The Future of Keep the Tail Wagging
For a long time, I've pondered over my place in the fresh food community. I feel like the odd-woman out for many reasons. I haven't always felt comfortable speaking out on things and I've felt pressured to take down blog posts when I did speak up. I don't want to rock the boat; but I also don't want to be the only person with her neck out. But after everything we've seen this past week and thinking back to my concerns, I realize that I wasn't setting my sights high enough.
- I don't believe that there is only one way to feed our dogs because every dog is different.
- I don't want to demonize kibble at every turn because I feel that it alienates so many people.
- I don't think the heavy promotion of supplements is right for our pets.
- I think we should look at traditional and holistic medicine to help us raise healthier dogs.
- I don't think it's a good idea to blindly follow anyone in the fresh food community; we should always do our own homework.

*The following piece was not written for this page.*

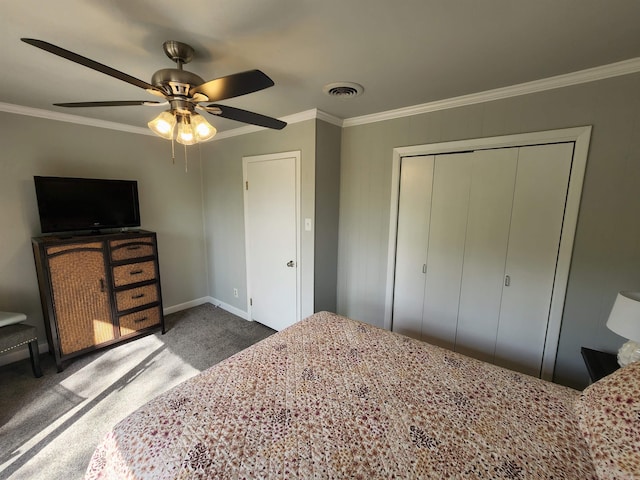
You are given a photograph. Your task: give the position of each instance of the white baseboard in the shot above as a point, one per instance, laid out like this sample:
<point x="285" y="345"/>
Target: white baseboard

- I struggle with the constant bashing of the veterinarian profession.
I have been inspired by people to speak up and speak out and this is something that I will continue to do using this platform. Keep the Tail Wagging won't become a blog about race relations in America. I will continue to write about my life with dogs and raw feeding. However, I will begin to inject more of myself (my life as a dog mom) into this blog because although we love dogs more than people, this past week has shown me that we need to start loving people too.